Good point. Mine was an ill-informed reply based on the fact that I'd never (till now) heard any writers I know mention using such programs. Apparently I don't know everything? Shock. Haha.


----------



## JosephB (Jun 9, 2010)

Heh. Well, that is pretty shocking. I need to go have a good lie-down now just to get over it.


----------



## Linton Robinson (Jun 9, 2010)

I've never run into anything like that I consider helpful.    But whatever works, is the idea.

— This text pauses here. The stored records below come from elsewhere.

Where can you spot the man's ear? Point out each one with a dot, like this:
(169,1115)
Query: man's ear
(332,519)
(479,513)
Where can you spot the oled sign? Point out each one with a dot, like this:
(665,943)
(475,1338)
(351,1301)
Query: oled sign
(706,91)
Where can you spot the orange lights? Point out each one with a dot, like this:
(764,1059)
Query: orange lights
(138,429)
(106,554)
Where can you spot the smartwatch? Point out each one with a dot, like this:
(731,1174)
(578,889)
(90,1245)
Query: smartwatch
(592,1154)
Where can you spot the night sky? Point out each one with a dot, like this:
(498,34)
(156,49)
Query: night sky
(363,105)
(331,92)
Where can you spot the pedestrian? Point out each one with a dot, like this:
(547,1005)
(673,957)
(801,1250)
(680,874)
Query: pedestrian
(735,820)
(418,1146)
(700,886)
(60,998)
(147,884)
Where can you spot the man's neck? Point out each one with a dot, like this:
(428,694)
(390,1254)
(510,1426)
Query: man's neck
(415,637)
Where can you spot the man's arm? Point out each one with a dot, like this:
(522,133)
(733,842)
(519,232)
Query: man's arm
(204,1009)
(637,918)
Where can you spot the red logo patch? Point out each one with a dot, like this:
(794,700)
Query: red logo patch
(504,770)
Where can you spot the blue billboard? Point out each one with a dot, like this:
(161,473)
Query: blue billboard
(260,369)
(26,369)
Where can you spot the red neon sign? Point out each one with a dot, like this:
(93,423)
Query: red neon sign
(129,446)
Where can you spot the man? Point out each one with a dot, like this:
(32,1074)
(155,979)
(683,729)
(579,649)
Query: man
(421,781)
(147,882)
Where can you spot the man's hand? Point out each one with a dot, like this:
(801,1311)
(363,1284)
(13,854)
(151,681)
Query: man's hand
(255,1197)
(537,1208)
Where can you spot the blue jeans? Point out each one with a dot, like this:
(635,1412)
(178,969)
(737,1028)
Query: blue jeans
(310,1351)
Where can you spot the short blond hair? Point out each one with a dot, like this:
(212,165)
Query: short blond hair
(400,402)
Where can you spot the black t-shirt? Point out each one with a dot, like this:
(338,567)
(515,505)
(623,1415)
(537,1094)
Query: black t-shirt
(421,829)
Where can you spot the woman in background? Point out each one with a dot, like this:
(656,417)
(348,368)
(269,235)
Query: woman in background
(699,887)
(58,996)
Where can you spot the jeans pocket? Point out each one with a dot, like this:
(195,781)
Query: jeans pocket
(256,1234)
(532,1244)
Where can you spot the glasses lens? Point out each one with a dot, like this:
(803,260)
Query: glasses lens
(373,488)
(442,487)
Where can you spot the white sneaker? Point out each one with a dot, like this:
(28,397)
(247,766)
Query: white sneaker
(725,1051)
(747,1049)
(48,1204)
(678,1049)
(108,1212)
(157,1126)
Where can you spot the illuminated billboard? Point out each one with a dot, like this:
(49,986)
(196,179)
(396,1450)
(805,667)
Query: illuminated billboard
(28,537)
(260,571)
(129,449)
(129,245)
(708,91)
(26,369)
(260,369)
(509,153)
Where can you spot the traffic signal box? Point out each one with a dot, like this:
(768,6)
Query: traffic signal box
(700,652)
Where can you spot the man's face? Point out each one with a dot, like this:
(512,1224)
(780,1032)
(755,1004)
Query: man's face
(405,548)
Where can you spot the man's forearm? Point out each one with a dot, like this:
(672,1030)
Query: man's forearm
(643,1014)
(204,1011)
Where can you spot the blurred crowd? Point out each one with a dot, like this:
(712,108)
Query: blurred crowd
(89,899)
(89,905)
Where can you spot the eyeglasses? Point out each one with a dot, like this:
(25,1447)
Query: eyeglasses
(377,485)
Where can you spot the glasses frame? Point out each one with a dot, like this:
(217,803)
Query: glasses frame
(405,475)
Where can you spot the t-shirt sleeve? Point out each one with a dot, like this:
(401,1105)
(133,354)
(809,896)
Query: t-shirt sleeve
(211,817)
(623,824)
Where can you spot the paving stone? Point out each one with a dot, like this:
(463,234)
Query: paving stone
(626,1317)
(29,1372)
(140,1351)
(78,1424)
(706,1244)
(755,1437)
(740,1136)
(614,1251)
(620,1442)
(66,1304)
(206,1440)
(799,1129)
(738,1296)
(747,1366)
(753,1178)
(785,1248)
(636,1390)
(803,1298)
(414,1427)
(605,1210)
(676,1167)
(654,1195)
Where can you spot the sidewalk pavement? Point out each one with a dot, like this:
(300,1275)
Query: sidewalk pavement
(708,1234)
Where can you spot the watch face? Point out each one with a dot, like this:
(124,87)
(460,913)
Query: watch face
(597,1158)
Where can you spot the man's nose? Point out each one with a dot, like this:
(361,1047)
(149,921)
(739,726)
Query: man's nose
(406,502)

I create a table in Word for screenplays of novels, and move scenes around the grid like I used to do with a ruled bulletin board on my wall.  Except instead of note cards, the scenes or chapters are keywords that when clicked pull that chapter up to work on.
Some of them grow into major consoles, with links to research, notes, maps, all sorts of stuff.
I thought this was a totally cool, really original concept until the other day I heard a writer say he organized novels with a spreadsheet.  And realized...hmm, same idea, huh?


----------



## Christopher Brian Gibbon (Jun 9, 2010)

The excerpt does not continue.